Évaluation du risque de pancréatite sous incrétines
Tant l'EMA que la FDA nourrissaient quelques inquiétudes quant à la sécurité des antidiabétiques à base d'incrétines, surtout depuis la publication de rapports post-marketing consacrés à la pancréatite et aux tumeurs du pancréas chez les patients qui prenaient ces médicaments. Les deux agences viennent toutefois de boucler leurs enquêtes respectives (de manière indépendante l'une de l'autre), avec des résultats rassurants.

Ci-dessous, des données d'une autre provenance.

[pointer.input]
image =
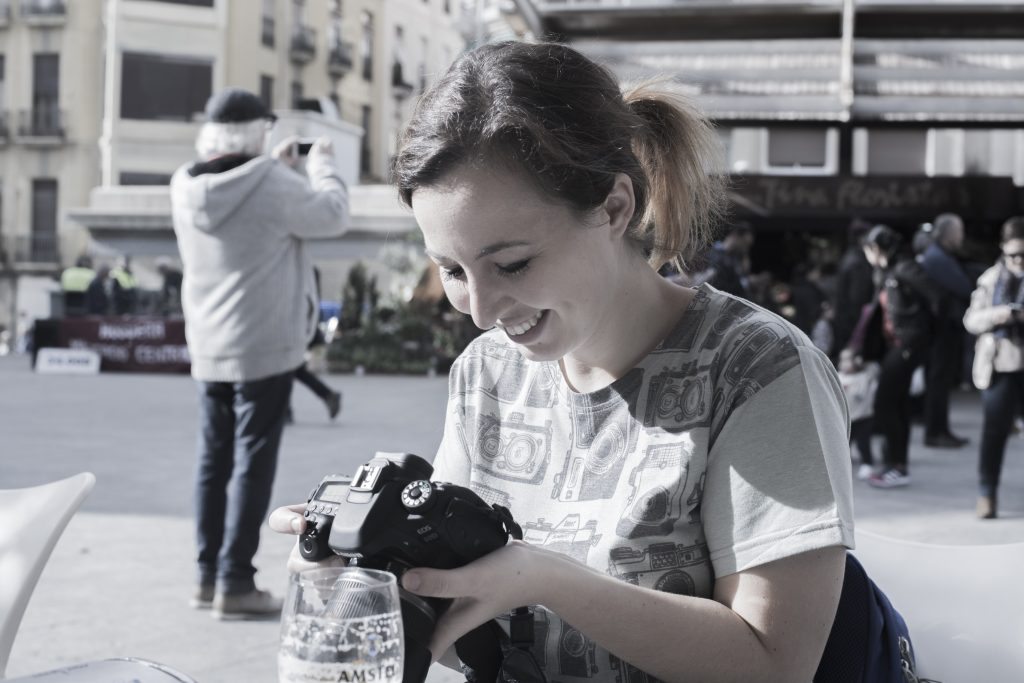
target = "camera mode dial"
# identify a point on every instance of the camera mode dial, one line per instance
(418, 496)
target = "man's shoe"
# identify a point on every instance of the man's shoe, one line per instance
(255, 604)
(333, 404)
(203, 597)
(890, 478)
(986, 507)
(945, 441)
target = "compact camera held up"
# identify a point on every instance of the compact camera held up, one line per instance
(390, 516)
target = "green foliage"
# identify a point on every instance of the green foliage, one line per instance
(409, 338)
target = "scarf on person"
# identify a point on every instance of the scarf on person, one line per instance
(1009, 290)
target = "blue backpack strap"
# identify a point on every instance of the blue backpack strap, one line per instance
(869, 641)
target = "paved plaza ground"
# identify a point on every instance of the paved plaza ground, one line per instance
(119, 580)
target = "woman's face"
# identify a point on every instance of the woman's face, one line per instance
(512, 258)
(1013, 256)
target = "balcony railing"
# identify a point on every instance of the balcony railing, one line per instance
(35, 248)
(400, 88)
(267, 31)
(44, 122)
(303, 45)
(339, 59)
(45, 12)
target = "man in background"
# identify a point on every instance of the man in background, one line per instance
(242, 219)
(944, 355)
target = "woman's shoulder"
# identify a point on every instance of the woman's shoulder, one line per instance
(718, 323)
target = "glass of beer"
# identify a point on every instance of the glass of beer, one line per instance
(341, 624)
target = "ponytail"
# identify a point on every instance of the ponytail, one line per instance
(680, 154)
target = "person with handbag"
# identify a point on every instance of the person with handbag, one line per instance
(996, 315)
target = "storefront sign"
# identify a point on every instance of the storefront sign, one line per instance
(130, 344)
(973, 198)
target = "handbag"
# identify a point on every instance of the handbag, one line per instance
(984, 359)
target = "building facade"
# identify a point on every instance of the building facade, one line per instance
(100, 100)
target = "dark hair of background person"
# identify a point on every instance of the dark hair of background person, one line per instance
(1013, 228)
(551, 113)
(886, 239)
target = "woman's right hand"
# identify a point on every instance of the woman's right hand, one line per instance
(289, 519)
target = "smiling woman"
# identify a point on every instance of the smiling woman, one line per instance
(672, 528)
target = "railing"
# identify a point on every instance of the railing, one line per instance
(41, 122)
(303, 45)
(44, 9)
(339, 59)
(267, 31)
(35, 248)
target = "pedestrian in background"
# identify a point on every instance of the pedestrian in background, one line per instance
(855, 286)
(946, 349)
(996, 315)
(98, 296)
(906, 304)
(242, 219)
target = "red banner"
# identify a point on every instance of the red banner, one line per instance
(124, 344)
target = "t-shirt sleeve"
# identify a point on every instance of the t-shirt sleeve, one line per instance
(452, 463)
(778, 472)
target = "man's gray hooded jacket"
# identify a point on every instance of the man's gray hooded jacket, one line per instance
(248, 293)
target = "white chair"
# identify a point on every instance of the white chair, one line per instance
(31, 521)
(964, 604)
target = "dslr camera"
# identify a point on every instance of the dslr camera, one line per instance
(389, 515)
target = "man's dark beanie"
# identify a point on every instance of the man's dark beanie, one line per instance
(237, 105)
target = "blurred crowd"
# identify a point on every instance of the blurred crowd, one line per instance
(901, 319)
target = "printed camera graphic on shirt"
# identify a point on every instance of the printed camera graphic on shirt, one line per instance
(567, 537)
(500, 373)
(679, 399)
(600, 441)
(514, 450)
(760, 356)
(658, 486)
(660, 566)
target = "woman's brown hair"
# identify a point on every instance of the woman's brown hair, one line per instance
(550, 112)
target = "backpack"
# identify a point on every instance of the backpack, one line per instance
(869, 641)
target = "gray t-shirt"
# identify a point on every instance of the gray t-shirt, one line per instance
(724, 449)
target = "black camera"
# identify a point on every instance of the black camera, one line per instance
(390, 516)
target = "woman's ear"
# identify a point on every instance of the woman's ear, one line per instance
(620, 205)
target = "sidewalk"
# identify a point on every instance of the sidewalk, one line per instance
(118, 582)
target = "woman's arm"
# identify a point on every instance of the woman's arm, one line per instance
(766, 624)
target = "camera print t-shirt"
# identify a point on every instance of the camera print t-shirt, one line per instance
(725, 449)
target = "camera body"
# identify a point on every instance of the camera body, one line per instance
(389, 515)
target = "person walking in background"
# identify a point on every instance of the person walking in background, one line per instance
(729, 261)
(996, 315)
(98, 296)
(860, 381)
(946, 349)
(906, 304)
(124, 287)
(855, 286)
(330, 397)
(250, 307)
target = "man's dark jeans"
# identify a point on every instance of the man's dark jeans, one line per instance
(241, 431)
(892, 402)
(1000, 402)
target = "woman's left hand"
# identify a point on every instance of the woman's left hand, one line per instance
(508, 578)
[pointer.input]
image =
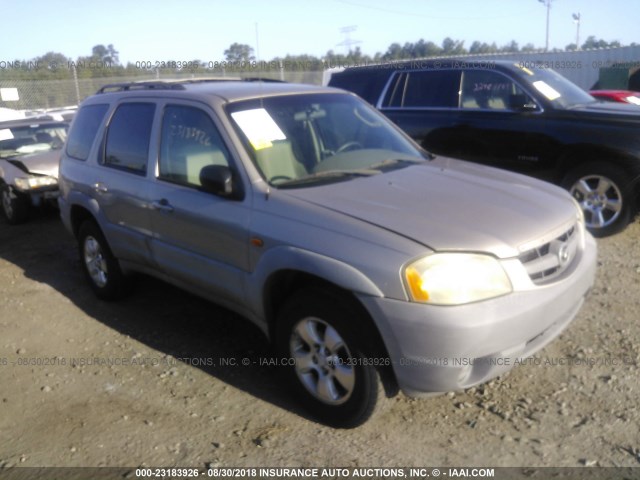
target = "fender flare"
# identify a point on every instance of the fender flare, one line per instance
(328, 269)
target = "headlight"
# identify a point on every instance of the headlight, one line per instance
(31, 182)
(456, 278)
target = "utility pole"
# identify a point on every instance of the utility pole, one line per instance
(576, 20)
(547, 3)
(348, 42)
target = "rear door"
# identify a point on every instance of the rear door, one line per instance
(500, 124)
(199, 238)
(425, 105)
(119, 182)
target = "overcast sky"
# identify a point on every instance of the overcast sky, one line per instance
(152, 30)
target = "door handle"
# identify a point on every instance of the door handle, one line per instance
(163, 205)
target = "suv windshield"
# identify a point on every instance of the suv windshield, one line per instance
(555, 88)
(16, 141)
(306, 139)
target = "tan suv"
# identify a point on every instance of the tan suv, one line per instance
(363, 259)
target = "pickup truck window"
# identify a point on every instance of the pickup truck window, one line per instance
(426, 89)
(483, 89)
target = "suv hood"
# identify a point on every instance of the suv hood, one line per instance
(45, 163)
(613, 110)
(453, 205)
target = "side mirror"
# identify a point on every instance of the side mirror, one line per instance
(522, 103)
(217, 179)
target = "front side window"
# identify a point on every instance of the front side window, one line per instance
(190, 142)
(84, 130)
(555, 88)
(487, 90)
(128, 136)
(425, 89)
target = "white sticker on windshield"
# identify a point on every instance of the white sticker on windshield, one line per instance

Les conclusions de l'EMA et de la FDA ne sont certes pas encore définitives, mais les données actuellement disponibles n'ont pas permis de confirmer un quelconque lien de cause à effet entre un traitement antidiabétique à base d'incrétines et la survenue d'une pancréatite ou d'une tumeur du pancréas.

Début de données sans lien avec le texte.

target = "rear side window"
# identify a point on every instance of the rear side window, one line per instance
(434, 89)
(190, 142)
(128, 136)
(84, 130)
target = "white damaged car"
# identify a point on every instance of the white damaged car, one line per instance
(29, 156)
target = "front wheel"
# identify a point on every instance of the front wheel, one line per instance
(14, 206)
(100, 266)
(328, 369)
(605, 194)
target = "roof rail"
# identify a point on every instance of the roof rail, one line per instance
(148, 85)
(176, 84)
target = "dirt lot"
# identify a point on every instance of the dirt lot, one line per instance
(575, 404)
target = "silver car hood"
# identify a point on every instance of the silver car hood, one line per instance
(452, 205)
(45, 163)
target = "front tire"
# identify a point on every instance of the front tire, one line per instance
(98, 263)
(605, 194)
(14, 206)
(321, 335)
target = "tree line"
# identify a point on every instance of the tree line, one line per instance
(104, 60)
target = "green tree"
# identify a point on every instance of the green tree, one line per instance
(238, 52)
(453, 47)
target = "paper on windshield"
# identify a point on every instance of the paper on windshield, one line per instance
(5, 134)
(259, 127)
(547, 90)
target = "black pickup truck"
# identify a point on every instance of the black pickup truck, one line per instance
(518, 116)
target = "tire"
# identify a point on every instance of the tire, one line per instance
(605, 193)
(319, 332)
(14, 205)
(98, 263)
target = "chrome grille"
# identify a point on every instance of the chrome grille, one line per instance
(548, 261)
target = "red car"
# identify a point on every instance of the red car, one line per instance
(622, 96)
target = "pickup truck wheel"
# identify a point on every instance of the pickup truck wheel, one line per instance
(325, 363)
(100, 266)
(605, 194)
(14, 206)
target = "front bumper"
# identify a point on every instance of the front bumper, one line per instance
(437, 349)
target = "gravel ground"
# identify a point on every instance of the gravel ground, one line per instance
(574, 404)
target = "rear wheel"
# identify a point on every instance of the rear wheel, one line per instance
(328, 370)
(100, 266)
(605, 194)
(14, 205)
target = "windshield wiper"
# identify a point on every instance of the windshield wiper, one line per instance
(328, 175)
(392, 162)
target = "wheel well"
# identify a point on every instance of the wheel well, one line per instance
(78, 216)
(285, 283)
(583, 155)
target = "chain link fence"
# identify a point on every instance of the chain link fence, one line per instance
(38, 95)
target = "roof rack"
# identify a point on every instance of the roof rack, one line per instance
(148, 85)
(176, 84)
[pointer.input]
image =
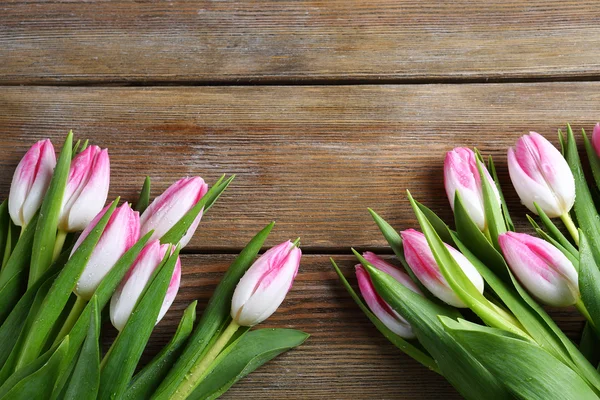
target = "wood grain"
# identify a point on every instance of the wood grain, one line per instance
(70, 42)
(345, 357)
(312, 158)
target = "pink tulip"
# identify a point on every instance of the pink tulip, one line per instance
(596, 139)
(543, 269)
(126, 296)
(121, 232)
(30, 182)
(388, 316)
(264, 286)
(541, 175)
(168, 208)
(461, 175)
(423, 264)
(87, 189)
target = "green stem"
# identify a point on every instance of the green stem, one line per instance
(583, 310)
(199, 371)
(568, 221)
(59, 243)
(76, 311)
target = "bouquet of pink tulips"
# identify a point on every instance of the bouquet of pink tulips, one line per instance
(467, 302)
(54, 286)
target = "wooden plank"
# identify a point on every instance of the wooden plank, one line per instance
(345, 357)
(205, 41)
(312, 158)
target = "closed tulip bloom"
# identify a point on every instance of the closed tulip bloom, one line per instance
(596, 139)
(30, 182)
(168, 208)
(132, 286)
(386, 314)
(461, 175)
(541, 175)
(121, 232)
(423, 264)
(264, 286)
(87, 189)
(542, 269)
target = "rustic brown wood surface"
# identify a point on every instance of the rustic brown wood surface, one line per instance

Pour parvenir à cette conclusion, la FDA a réalisé une revue de plus de 200 études regroupant un total d'environ 41.000 patients, dont un peu plus de 28.000 prenaient des incrétines (15.000 durant 24 semaines ou plus, 8.500 durant 52 semaines ou plus). L'EMA a réalisé de son côté une revue comparable de toutes les études consacrées aux incrétines commercialisées en Europe.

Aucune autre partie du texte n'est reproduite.